Brothas Be, Yo Like George, Ain't That Funkin' Kinda Hard on You?
In this seminal music memoir, Father of Funk George Clinton talks four decades of hit songs, drug abuse, the evolution of pop, rock, and soul music, his legal pitfalls, and much much more.
George Clinton began his musical career in New Jersey, where his obsession with doo-wop and R&B led to a barbershop quartet—literally, as Clinton and his friends also styled hair in the local shop—the way kids often got their musical start in the ’50s. But how many kids like that ended up playing to tens of thousands of rabid fans alongside a diaper-clad guitarist?
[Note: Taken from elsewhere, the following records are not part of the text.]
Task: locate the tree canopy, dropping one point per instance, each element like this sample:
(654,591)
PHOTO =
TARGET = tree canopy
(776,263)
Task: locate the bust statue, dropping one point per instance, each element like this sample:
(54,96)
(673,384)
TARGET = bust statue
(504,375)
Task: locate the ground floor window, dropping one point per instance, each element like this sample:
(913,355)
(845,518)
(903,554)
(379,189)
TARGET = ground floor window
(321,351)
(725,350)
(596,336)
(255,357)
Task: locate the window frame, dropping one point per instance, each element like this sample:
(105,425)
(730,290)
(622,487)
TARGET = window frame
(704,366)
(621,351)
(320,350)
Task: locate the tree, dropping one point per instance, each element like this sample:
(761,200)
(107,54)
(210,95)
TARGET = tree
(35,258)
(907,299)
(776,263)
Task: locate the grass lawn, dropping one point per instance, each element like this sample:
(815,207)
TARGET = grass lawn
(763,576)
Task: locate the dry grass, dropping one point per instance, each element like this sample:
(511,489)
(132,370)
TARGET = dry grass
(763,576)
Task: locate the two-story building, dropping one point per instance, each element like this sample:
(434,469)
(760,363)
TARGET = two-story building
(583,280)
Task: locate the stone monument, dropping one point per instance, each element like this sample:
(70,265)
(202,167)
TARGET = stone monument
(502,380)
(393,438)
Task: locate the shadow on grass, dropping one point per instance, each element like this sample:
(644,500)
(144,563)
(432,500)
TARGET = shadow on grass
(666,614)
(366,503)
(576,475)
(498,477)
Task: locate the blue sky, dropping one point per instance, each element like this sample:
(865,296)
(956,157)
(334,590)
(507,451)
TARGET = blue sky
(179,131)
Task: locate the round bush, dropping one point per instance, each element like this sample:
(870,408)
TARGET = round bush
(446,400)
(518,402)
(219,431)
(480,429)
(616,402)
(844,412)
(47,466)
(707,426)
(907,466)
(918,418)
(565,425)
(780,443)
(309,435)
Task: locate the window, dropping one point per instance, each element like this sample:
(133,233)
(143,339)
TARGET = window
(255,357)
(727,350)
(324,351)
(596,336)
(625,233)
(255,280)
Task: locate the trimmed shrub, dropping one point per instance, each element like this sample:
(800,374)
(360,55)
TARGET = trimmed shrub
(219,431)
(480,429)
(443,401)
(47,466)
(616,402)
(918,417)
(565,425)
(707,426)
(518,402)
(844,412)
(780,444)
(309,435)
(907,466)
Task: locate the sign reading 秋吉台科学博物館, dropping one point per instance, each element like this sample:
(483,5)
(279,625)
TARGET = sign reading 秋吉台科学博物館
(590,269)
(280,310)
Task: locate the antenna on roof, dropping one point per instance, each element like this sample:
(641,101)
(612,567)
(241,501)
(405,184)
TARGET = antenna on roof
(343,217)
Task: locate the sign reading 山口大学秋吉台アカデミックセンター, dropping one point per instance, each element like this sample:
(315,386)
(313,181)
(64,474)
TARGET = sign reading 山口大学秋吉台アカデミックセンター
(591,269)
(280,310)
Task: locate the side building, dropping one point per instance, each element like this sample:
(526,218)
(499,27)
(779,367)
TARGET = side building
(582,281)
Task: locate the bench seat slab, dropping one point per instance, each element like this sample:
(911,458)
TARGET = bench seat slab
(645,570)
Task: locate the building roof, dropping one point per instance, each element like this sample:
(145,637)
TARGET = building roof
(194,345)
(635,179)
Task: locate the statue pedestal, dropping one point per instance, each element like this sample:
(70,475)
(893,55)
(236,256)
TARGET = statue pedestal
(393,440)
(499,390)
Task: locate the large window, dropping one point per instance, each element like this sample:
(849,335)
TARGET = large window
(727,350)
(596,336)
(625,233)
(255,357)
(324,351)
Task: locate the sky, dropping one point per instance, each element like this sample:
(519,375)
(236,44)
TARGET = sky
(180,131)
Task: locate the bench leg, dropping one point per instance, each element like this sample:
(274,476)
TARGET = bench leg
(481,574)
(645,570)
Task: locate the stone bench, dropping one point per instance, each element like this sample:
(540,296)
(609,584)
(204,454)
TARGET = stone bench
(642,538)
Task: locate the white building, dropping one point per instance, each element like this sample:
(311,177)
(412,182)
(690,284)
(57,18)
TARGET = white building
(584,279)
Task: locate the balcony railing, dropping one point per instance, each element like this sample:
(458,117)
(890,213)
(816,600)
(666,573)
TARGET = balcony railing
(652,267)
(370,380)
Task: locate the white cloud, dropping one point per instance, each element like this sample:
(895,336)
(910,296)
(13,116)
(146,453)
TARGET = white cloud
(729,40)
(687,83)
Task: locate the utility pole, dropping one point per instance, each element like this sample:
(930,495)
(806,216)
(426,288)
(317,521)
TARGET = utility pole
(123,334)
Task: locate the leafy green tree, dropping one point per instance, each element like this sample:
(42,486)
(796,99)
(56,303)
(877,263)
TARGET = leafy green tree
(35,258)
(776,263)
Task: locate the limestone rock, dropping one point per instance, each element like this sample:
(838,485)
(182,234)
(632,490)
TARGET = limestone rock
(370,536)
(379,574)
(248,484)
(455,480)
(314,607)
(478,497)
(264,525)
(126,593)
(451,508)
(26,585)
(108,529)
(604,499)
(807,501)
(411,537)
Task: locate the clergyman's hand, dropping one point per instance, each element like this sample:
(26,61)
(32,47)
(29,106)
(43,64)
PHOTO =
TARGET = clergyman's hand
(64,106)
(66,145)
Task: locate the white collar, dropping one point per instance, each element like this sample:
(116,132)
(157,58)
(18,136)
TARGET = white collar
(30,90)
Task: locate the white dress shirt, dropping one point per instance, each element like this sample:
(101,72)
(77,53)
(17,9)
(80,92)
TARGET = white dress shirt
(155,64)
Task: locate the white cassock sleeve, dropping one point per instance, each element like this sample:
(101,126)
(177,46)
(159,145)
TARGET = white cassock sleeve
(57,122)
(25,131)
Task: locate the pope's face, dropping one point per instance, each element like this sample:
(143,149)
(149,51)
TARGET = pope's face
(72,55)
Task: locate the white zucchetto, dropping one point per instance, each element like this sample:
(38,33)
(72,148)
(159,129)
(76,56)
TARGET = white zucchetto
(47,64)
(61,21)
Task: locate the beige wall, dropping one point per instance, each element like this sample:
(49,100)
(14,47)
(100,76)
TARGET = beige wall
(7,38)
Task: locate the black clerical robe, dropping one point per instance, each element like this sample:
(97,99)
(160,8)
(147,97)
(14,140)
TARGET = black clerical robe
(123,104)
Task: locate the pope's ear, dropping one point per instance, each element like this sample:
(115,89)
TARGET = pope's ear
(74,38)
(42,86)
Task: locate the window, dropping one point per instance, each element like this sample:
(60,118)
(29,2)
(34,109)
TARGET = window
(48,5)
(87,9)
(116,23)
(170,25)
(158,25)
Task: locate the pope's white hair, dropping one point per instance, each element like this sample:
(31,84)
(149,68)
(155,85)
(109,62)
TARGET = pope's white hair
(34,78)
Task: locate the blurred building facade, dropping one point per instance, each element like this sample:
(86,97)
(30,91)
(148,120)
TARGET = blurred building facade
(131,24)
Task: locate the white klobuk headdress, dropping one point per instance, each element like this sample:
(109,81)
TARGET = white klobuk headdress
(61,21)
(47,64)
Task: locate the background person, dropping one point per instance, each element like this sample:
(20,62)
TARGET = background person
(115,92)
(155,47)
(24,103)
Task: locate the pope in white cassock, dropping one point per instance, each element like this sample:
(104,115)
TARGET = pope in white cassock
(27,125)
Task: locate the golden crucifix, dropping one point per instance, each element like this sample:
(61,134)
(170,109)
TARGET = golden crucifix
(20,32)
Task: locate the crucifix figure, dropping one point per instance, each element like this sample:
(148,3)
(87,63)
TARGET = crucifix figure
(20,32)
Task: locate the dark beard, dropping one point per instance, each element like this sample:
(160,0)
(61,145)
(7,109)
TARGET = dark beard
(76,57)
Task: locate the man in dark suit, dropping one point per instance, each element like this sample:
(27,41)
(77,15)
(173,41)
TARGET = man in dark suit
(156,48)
How many of them commissioned a spaceship and landed it onstage during concerts? How many put their stamp on four decades of pop music, from the mind-expanding sixties to the hip-hop-dominated nineties and beyond?
One of them. That’s how many.
How George Clinton got from barbershop quartet to funk music megastar is a story for the ages. As a high school student he traveled to New York City, where he absorbed all the trends in pop music, from traditional rhythm and blues to Motown, the Beatles, the Stones, and psychedelic rock, not to mention the formative funk of James Brown and Sly Stone. By the dawn of the seventies, he had emerged as the leader of a wildly creative musical movement composed mainly of two bands—Parliament and Funkadelic. And by the bicentennial, Clinton and his P-Funk empire were dominating the soul charts as well as the pop charts. He was an artistic visionary, visual icon, merry prankster, absurdist philosopher, and savvy businessmen, all rolled into one. He was like no one else in pop music, before or since.
“Candid, hilarious, outrageous, [and] poignant†(Booklist), this memoir provides tremendous insight into America’s music industry as forever changed by Clinton’s massive talent. This is a story of a beloved global icon who dedicated himself to spreading the gospel of funk music.